The evolution of insect patterning mechanisms: a survey of progress and problems in comparative molecular embryology

Research into embryogenesis was tremendously stimulated by Charles Darwin’s ‘Origin of Species’, and especially by his view that the study of ontogenesis might offer the most convincing testimony of evolution. His expectations were based on the morphology of embryonic stages, but many articles in the present volume show that the study of ontogenesis with molecular methods holds even more promise. Not only can it yield a wealth of novel information on the probable course of evolution but it can also reveal molecular and developmental changes that have led - and may still lead - to overt morphological change.

The molecular approach to evolution has advanced farther (as yet) in the insects than in any other group, because insects combine a sufficient degree of complexity and variation with many technical advantages - a combination that has made Drosophila the organism of choice for the pioneers of classical as well as developmental genetics, and now qualifies this species to serve as the reference system for comparative molecular embryology.

Below I shall give a brief outline of past thoughts on the evolutionary aspect of comparative insect embryology, and then try and highlight some of the progress and the problems that have become evident during the session on arthropod development in this BSDB symposium. The individual contributions published in the present volume will be quoted here by authors’ names only, without the year, except when they are first mentioned.

Even before Darwin’s ‘Origin’, the (very few) authors writing on insect embryogenesis had considered problems akin to phylogeny, in that they searched for unifying concepts under which to subsume the course of embryogenesis in both insects and vertebrates (reviewed in Ntibler-Jung and Arendt, 1994). As in comparative anatomy, their method was to search for homologies. While the origins of these homologies were usually left open, some interspersed statements have a ring of evolutionary thinking. Albert Kolliker for instance wrote in 1842 that “as we all know, in higher animals an organ at the onset and during its development reflects the form with which it is endowed in lower animals”. Such statements probably betray a widespread feeling in the years between Lamarck and Darwin that life (contrary to Lamarck’s concept) was created only once and that therefore “only the external form of the appearances of life is subject to continuous change, tied to the external conditions which either favour or prevent its development…” (J. C. Pander 1821, as quoted by Baumer Schleinkofer, 1993; translation by the present author).

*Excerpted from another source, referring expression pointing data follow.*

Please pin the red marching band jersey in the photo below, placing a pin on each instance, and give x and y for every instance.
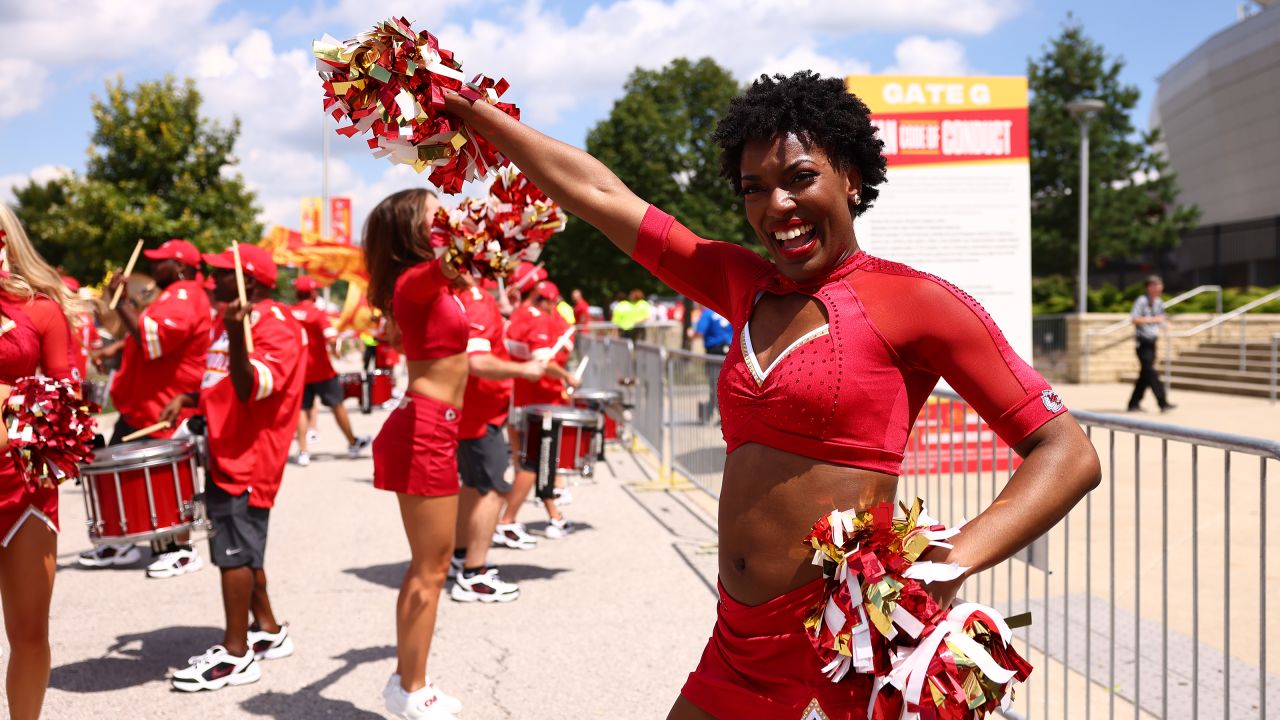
(534, 335)
(319, 333)
(248, 442)
(487, 401)
(167, 358)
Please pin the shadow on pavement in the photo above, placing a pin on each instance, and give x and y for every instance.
(135, 660)
(389, 575)
(307, 702)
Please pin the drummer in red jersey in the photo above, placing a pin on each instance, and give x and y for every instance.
(483, 451)
(35, 333)
(321, 379)
(536, 332)
(163, 358)
(250, 402)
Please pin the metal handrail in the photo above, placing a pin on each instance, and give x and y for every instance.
(1127, 322)
(1275, 361)
(1242, 313)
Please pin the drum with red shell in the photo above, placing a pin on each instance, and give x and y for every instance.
(571, 436)
(142, 491)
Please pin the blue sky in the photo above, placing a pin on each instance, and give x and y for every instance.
(566, 62)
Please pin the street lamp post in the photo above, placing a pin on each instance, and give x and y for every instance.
(1083, 112)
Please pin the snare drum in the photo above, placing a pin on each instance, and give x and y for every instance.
(380, 384)
(351, 384)
(571, 436)
(607, 402)
(141, 491)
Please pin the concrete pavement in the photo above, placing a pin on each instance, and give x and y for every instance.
(609, 621)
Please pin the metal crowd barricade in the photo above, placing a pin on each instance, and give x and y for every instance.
(648, 417)
(1150, 598)
(696, 442)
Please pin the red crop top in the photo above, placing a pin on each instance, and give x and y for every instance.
(33, 335)
(432, 320)
(849, 391)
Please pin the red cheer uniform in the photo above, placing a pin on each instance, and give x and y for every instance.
(33, 335)
(167, 358)
(846, 393)
(534, 335)
(320, 332)
(416, 450)
(487, 401)
(248, 442)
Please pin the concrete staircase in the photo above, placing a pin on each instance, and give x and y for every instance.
(1215, 367)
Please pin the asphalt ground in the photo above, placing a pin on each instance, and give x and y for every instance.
(608, 624)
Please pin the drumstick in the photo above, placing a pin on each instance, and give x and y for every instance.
(128, 270)
(562, 342)
(240, 287)
(145, 431)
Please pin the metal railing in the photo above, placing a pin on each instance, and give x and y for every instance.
(1087, 343)
(1275, 364)
(1048, 346)
(1242, 313)
(1148, 598)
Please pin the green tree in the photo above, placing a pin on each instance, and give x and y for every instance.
(156, 169)
(658, 140)
(1133, 196)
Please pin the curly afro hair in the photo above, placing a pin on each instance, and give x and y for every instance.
(818, 110)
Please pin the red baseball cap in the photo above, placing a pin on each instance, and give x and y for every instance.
(547, 290)
(526, 274)
(176, 249)
(255, 260)
(305, 283)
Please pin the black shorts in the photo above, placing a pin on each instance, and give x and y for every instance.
(483, 461)
(328, 391)
(238, 534)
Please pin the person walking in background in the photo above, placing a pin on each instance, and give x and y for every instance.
(581, 309)
(630, 314)
(1148, 317)
(717, 335)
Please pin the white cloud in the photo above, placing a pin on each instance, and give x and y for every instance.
(23, 85)
(807, 59)
(556, 65)
(918, 55)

Almost a century later, the comparison of embryogenesis between different insect species - now of course firmly embedded in concepts of phylogenesis - reached its first climax in the doctoral dissertation of Friedrich Seidel (1924). At that time, Seidel relied exclusively on morphological data, but his interpretations expressly implied profound differences between the patterning mechanisms involved; indeed he classified insect embryos in a series ranging from the ‘non-determinative’ to the strictly ‘determinative’ developmental type. In subsequent experimental work (reviewed e.g. in Counce and Waddington, 1972; Sander, 1976), Seidel and his students demonstrated that corresponding functional differences exist. They thereby abolished the view that the insect egg cell embodies a complex mosaic of localized maternal determinants (an accepted wisdom hailing largely from Hegner’s work on germ cell determination, reviewed in Sander, 1984). Their assembled descriptive and experimental data enabled Krause (1939a,b) to propose a graded series of ‘insect egg types’ which were primarily intended to provide a conceptual frame for physiological investigations. But this series, according to Krause (1939a) “will also please the taxonomist… in that the eggs as types can be arranged in correspondence with the adults” - and thus, implicitly, with the phylogenetic tree.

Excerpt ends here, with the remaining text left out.